You need a Typesense Search server to use the Typesense Search provider. For improved search results, you can optionally use a Tika server for file data extraction. You can install Typesense on your own server, or you can use the Typesense Cloud hosted service.
The Nucleus search system is built to support a variety of search services. The Nucleus search system consists of:
The Typesense Search extension provides a search index manager and a search provider, so it can populate your Typesense Search index, and query it for search results.
The Typesense Search extension settings are accessed in the Manage
control panel.
When creating each index entry, the Typesense index provider:
Typesense Server Url | Enter the domain name or address of the Typesense Search server, including the scheme (http: or https:) and port. The default port is 8108. |
Index Name | Enter an index name (in Typesense this is called a 'Collection Name'). The index is created automatically. |
Api Key | Enter your Typesense API key. |
Tika Server Url | Enter your Tika server address, including the scheme (http: or https:) and port. The defaukt port is 9998. If you leave this value empty, search feeds will still work, but most file contents will not be included in the index, only meta-data. |
Attachments Size Limit | You can specify an upper size limit (in mb) for documents which are submitted to the index. Documents which are larger than the size limit will have index entries containing meta-data only. To specify no limit, enter zero (0). |
Indexing Pause | You can specify an pause in-between each indexing operation (in seconds), or zero for no pause. See additional information below. |
Boost Settings | You can increase or decrease the boost for some search index fields. This influences the relevance of a document when you are searching, and results are sorted by relevance. The default boost value for all fields is 1. |
- Title | Boost the page title, or the file name for files. |
- Summary | Boost the page summary (not relevant for files). |
- Categories | Boost categories. Page and file index entries do not currently set categories, but modules may set one or more categories for an index entry. |
- Keywords | Boost page keywords (not relevant for files). |
- Content | Boost the page or file content. If you are using Tika for content extraction, your index will contain the content from many file formats, including office documents and PDFs. |
The first time that you create a Typesense index, it may take a long time (several minutes), and you may get a timeout error message. This is because Typesense automatically downloads the 'gte-large' model that we use for vector embeddings if it not already present. It is a good idea to click the 'Get Index Count' button - which has a side-effect of automatically creating your index - to initiate the download process right away instead of waiting for the search feed task.
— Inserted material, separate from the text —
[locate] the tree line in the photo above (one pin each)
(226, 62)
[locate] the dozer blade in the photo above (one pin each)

The indexing pause is used to reduce the load on your server during search feed processing. In some hosting environments, the search feed can exhaust memory, processor or TCP connection limits.
Pausing in-between submitting each index entry gives the server time to free up resources. This setting makes your search feed take longer to run, but can prevent it from failing. If you are hosting in an Azure App Service, this setting is important, as Azure automatically stops and restarts applications which have too many TCP ports open.
If you are hosting in Azure, try an indexing pause of 2.5 seconds. This will reduce the number of HTTP requests to 24 per minute, which gives the Azure time to release unused SNAT ports. For a search index with 5000 entries, this would increase the search feed duration to around 3.5 hours.
Get Index Count | Displays the number of entries in the index, for use when troubleshooting or verifying that your server is functioning correctly. |
Clear Index | Use the Clear Index function to delete your index. It will be automatically re-created the next time that the index feeder task runs. |
Nucleus has a built-in Scheduled Task which collects data from all installed search meta-data providers, and submits that data to all installed search index managers. You must create and enable the scheduled task in the
Settings/Scheduler
control panel as it is not enabled by default.
The Typesense Search provider supports all of the capabilities of the Nucleus Search Module except for result score display. A future update to Typesense may provide this capability.
Capability | Supported? |
---|---|
Search Suggestions | Yes |
Filter By Scope | Yes |
Maximum Page Size | 250 |
Meta-data Display | |
- Categories | Yes |
- Result Score | No |
- Size | Yes |
- Published Date | Yes |
- Resource Type | Yes |
- Matched Terms Highlighting | Yes |